Interior detail of a modern Port Moody home

Questions, answered

The honest answers.

Costs, timelines, financing, and the questions that make a project not worth doing. No sales spin.

The rules

What is SSMUH, in one sentence?

SSMUH, small-scale multi-unit housing, is a 2023 BC law (Bill 44) that requires most cities to allow three to six homes on lots that previously permitted only a single house or duplex, by permit rather than rezoning.

How many homes can I build on my lot?

In Port Moody: up to three units on lots under 280 m², up to four on lots from 280 m² to 4,050 m², and up to six on those larger lots if they sit within 400 m of frequent transit. Your exact number depends on lot size and transit distance, which is why a lot-specific check matters.

Do I need a rezoning or public hearing?

No. That is the core change. SSMUH homes are permitted outright, so a qualifying project follows a building permit path instead of a rezoning with a public hearing. It is faster and far more predictable.

What is the difference between Bill 44 and Bill 47?

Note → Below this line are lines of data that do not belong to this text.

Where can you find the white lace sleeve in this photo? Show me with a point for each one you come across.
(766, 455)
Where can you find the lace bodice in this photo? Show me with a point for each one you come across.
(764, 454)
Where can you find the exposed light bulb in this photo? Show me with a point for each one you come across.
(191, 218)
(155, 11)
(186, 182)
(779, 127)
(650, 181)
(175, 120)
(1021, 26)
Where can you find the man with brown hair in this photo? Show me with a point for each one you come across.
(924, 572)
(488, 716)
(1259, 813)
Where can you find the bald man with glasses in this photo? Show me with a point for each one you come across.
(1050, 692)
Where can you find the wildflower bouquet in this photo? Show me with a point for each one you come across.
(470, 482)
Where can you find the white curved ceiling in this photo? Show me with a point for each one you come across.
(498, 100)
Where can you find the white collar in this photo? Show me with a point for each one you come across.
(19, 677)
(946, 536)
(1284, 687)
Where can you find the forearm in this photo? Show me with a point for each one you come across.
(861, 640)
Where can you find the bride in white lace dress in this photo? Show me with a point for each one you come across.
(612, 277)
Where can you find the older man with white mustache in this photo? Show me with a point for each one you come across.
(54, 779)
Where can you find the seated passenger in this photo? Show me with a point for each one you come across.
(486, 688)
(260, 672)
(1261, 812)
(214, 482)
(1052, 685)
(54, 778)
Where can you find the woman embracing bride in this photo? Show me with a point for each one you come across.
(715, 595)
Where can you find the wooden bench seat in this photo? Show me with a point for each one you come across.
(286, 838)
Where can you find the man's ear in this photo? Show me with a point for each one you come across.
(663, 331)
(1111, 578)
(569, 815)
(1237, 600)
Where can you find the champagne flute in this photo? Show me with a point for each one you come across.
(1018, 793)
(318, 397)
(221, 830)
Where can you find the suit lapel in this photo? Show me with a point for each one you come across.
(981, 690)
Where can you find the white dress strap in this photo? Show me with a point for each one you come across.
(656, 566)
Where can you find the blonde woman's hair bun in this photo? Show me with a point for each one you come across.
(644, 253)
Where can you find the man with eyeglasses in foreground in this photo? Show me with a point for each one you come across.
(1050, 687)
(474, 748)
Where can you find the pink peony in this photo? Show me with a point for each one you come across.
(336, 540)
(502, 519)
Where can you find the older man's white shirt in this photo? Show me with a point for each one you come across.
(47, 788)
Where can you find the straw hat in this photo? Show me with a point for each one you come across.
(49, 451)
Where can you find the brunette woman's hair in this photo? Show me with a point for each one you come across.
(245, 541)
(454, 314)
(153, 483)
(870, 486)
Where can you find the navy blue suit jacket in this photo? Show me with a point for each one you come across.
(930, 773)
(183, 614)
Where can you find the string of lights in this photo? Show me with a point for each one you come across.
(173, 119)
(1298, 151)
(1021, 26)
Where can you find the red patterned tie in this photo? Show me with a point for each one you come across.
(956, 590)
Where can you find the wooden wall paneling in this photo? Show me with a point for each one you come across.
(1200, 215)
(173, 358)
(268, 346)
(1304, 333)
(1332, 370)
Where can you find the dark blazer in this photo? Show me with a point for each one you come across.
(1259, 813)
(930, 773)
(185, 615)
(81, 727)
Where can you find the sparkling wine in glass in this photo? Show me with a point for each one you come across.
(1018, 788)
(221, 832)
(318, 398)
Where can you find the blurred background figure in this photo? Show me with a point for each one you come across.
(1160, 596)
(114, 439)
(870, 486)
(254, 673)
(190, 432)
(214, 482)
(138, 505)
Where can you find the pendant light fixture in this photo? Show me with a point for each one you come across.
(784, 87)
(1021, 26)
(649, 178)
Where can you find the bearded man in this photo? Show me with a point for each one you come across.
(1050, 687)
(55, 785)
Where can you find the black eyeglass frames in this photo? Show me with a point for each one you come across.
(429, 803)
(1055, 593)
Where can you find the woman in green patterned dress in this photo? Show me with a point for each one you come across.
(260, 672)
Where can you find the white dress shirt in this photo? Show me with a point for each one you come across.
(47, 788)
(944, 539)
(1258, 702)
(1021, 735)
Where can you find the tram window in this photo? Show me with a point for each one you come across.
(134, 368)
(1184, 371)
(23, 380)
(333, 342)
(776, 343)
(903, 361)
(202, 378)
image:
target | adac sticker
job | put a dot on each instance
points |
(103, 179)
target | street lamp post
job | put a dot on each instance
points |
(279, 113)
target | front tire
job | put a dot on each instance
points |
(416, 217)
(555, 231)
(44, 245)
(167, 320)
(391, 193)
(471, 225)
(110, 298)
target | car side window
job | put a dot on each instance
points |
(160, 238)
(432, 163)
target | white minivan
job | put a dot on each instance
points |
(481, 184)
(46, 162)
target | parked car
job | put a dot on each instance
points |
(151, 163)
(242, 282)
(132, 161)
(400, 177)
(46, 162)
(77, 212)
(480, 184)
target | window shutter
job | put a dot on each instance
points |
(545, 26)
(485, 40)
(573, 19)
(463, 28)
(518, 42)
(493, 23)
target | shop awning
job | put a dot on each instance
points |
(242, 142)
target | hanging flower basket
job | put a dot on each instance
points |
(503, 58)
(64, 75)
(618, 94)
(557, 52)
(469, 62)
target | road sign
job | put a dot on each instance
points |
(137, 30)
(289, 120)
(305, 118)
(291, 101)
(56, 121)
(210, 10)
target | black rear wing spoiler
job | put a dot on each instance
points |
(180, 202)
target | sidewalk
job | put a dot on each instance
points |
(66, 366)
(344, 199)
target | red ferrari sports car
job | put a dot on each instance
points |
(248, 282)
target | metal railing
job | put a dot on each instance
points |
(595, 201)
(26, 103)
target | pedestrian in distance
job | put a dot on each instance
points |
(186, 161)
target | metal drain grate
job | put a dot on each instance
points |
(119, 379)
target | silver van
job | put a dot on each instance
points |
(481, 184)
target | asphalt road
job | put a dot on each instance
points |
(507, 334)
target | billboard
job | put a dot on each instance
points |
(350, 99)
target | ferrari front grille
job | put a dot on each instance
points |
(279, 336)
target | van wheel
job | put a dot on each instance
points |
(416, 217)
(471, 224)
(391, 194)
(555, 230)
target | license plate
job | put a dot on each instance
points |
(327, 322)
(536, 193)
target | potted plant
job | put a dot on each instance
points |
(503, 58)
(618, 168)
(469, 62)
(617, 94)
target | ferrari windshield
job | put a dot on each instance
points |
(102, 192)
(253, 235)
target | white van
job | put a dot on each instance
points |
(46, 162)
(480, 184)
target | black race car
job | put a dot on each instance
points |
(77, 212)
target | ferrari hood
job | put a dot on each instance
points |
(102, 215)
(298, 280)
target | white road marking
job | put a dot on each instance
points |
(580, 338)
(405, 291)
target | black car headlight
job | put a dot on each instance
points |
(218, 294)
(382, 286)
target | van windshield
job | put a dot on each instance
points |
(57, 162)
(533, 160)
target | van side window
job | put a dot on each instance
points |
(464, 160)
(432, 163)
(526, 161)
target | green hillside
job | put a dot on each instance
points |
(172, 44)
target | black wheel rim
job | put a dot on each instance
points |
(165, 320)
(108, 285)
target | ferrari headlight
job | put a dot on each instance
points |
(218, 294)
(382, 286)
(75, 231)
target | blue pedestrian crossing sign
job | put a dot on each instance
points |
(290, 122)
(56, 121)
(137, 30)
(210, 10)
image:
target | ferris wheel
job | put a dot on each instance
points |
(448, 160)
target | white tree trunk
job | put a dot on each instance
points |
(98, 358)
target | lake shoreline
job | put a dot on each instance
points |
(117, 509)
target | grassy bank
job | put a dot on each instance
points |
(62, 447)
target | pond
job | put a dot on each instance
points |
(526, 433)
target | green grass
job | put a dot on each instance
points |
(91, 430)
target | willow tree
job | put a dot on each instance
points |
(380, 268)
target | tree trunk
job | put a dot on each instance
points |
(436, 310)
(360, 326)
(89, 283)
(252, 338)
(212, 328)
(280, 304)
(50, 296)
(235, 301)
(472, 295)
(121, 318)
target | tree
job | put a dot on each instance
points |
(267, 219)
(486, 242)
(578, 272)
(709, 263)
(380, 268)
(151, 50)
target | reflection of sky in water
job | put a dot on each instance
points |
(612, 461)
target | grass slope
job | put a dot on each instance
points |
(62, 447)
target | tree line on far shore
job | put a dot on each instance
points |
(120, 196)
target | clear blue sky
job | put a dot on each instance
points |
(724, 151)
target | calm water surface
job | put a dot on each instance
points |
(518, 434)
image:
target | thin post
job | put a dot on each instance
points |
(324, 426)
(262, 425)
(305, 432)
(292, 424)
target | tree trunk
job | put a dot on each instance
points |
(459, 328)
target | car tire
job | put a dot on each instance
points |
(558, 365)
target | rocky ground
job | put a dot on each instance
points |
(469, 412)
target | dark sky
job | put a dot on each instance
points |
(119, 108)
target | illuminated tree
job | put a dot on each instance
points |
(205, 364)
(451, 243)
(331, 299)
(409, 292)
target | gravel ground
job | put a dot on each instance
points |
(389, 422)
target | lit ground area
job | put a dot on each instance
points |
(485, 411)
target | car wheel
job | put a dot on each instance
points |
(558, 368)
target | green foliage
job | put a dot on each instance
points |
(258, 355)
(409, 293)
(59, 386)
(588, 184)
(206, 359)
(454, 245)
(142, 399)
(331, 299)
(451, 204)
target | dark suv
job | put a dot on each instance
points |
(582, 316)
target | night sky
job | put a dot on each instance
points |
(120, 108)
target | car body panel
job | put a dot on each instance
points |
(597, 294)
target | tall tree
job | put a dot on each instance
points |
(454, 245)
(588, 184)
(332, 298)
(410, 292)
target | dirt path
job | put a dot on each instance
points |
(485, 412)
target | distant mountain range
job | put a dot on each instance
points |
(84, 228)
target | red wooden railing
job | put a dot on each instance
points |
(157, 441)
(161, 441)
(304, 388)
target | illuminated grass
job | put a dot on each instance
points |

Bill 44 is SSMUH, three to six ground-oriented homes on ordinary lots citywide. Bill 47 is transit-oriented areas, apartment-scale density near the SkyTrain, up to 20 storeys close to Moody Centre and Inlet Centre stations. A lot is governed by one or the other, decided by its distance to the platform.

Money and timelines

What does a project like this cost?

It varies widely by form and finish. A secondary suite is the cheapest addition; a laneway or coach home is a mid-range project; a full fourplex is a major build. Soft costs, design, permits, servicing, and financing, typically add meaningfully on top of construction. A feasibility study puts real numbers against your specific lot.

How long does it take?

Most complete projects run in the range of 18 to 30 months from first design to occupancy: a few months of feasibility and design, several months for permits, and roughly a year of construction. Slope, servicing, and design complexity move these numbers.

How do people finance it?

Common routes include a construction mortgage, drawing on home equity, or, for five or more units, CMHC's MLI Select program, which can offer longer amortizations. The right structure depends on whether you plan to hold, sell, or partner with a builder.

Will this raise my property taxes?

Adding homes and value generally affects assessed value over time, which can affect taxes. It is one of the real line items to weigh, and a feasibility study should surface it rather than gloss over it.

Working with us

What is a feasibility study, and is it really free?

It is a plain read of what your lot can hold under the current bylaw, transit distance included, with the rough economics of the likely options. Yes, the initial study is free and reviewed personally. There is no obligation to do anything with it.

Are you trying to get me to sell?

No. Building and holding, building and selling, and selling the lot are all valid outcomes, and the right one depends entirely on your situation. Our job is to help you understand the choices, not to steer you toward the one that suits us.

Who is behind this site?

Port Moody Multiplex is a resource built by the Zada Group, a Port Moody real estate team led by Dawar Zada, PREC, with Stonehaus Realty Corp. We work in these neighbourhoods every day and built this site to answer the SSMUH questions we kept being asked.